Ainsi, Létourneau s’appuie sur des références connues. Son Guillaume cite les « fils déchus de race surhumaine » d’Alfred Desrochers, il arrose ses bleuets de sirop d’érable, il sifflote À la claire fontaine, il souligne à quel point le hockey unit tous les habitants de ce pays... Il ressort de vieux mots : poêlonne, berçante, ramasseux... 

Un refuge

Et ça marche ! Pourquoi ? Parce qu’on a beau être accros à la modernité, on sait encore de quoi il parle. Dès lors le temps ralentit, se laisse savourer, devient un refuge même quand le paysage qu’on s’est choisi est grugé par l’étalement urbain, comme le coin de Guillaume dont se rapproche la nouvelle autoroute.
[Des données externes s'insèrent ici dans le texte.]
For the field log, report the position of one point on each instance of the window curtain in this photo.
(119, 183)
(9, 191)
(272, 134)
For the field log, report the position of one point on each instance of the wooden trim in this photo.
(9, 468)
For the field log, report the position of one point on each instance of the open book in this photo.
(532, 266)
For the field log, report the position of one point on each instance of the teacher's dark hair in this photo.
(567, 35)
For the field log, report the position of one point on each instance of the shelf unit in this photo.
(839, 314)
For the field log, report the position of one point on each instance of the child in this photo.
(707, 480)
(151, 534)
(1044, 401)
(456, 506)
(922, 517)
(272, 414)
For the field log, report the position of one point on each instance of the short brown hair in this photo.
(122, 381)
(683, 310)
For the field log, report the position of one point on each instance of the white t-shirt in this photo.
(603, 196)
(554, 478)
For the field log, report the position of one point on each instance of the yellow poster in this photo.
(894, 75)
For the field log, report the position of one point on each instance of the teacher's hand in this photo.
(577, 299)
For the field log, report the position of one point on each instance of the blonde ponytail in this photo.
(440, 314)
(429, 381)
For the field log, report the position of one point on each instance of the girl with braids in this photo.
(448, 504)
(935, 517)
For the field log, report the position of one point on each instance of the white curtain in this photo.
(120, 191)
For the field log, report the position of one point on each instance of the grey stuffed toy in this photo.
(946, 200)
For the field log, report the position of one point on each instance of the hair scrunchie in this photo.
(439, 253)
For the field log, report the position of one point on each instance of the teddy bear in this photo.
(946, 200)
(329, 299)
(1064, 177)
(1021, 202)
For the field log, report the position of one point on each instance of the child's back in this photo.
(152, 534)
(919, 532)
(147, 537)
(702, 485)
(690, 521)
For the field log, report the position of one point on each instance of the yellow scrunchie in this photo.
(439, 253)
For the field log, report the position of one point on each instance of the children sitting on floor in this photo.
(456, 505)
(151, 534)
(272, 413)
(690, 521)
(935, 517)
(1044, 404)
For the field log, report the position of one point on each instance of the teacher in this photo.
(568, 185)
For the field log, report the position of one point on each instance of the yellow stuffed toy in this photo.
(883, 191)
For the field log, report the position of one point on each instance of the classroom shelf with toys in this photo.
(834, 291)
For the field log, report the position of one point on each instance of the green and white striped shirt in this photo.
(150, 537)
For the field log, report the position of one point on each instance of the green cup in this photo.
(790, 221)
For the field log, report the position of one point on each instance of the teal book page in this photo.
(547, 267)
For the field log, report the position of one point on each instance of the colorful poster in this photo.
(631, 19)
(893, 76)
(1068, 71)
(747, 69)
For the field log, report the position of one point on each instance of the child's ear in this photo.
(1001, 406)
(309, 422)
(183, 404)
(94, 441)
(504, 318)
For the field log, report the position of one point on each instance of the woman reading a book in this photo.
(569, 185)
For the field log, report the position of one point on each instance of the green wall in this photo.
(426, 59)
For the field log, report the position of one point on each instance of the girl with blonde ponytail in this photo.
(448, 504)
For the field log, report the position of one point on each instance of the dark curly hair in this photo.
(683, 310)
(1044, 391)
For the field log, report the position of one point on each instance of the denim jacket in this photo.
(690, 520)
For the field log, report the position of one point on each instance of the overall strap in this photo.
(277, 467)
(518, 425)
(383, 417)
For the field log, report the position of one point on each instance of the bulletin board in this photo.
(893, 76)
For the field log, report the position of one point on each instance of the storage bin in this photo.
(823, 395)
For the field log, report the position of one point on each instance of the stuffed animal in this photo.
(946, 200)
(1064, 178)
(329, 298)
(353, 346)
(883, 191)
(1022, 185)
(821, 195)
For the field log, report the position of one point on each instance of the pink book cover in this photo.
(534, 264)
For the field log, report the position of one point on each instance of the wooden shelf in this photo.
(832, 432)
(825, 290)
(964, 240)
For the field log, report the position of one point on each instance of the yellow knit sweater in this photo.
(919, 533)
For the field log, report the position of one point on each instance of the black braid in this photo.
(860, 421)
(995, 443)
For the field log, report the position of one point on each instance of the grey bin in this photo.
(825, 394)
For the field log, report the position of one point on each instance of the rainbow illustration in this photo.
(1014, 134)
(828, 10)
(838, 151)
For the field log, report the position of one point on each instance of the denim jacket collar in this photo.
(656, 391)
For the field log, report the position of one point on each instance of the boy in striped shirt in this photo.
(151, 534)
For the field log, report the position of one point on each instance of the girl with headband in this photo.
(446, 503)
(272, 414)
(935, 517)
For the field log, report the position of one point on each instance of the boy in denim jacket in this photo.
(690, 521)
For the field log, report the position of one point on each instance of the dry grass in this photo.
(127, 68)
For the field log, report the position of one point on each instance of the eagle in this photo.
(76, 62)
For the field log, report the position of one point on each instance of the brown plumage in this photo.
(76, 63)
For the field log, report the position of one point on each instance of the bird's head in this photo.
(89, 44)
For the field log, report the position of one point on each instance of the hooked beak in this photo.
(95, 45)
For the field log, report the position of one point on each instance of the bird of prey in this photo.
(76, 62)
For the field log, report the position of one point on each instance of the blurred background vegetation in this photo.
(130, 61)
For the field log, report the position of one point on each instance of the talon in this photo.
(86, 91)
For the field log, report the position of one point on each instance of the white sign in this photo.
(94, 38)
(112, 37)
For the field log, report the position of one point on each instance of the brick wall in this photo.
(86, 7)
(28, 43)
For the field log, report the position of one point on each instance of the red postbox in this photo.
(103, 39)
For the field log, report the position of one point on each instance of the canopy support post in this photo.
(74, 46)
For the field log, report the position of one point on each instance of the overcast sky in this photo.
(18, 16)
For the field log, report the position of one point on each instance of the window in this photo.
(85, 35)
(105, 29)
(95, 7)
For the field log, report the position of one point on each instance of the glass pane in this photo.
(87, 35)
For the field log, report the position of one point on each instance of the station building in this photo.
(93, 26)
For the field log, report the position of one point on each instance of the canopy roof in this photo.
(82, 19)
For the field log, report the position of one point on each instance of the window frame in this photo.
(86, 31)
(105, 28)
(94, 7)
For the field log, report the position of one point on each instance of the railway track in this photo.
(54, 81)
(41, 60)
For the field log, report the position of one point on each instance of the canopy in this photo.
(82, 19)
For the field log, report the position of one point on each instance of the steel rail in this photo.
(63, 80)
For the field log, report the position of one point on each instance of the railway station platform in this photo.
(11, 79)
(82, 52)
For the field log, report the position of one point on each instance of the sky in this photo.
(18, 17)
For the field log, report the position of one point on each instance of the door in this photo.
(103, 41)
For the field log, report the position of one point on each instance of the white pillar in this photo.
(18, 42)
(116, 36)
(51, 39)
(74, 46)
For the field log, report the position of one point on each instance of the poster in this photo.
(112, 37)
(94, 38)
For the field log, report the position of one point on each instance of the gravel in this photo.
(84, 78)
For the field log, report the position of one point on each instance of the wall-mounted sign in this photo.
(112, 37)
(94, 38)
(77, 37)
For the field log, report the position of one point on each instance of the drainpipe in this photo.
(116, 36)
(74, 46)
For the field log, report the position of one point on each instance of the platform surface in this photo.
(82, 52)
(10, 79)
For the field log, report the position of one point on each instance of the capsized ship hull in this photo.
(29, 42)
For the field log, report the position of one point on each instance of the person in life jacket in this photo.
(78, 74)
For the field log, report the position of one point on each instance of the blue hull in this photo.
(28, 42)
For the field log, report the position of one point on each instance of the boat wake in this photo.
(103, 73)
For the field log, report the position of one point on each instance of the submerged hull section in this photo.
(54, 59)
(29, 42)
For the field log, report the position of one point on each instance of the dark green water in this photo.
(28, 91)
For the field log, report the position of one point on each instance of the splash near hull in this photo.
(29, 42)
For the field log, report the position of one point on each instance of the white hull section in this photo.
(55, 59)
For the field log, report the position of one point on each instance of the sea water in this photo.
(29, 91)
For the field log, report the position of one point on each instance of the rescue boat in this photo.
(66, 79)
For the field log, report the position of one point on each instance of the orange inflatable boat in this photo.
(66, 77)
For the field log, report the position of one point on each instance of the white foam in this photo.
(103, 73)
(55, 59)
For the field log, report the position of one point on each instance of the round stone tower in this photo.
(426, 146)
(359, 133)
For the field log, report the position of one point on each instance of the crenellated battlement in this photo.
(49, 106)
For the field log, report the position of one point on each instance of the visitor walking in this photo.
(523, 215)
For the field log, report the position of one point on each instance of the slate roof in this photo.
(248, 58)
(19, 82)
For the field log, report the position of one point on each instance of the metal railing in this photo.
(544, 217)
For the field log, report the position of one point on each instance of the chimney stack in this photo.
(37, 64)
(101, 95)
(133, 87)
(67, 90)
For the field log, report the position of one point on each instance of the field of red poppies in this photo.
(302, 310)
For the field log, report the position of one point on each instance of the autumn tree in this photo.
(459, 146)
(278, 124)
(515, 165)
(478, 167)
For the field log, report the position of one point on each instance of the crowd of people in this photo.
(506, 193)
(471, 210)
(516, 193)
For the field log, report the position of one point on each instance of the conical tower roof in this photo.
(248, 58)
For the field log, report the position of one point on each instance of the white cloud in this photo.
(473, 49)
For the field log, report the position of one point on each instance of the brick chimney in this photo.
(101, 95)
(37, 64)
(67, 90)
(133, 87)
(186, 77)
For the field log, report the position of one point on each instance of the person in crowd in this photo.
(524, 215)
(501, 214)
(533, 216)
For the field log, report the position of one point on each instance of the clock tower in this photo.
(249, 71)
Quand il raconte le Nord, l’auteur use du même procédé : ce qui s’y vit aujourd’hui s’appuie encore sur des traditions, même si plusieurs ont été effacées par des manœuvres d’intégration forcée. Les peuples n’oublient pas si facilement.

Il faut dire que Jean-François Létourneau est un spécialiste de la littérature autochtone et participe à différents projets consacrés à celle-ci ou encore au territoire : il en parle donc en connaissance de cause.

Or cette expertise est mâtinée d’une tendresse qui déborde des pages de son premier roman. Voilà ce qui fait du bien à l’âme.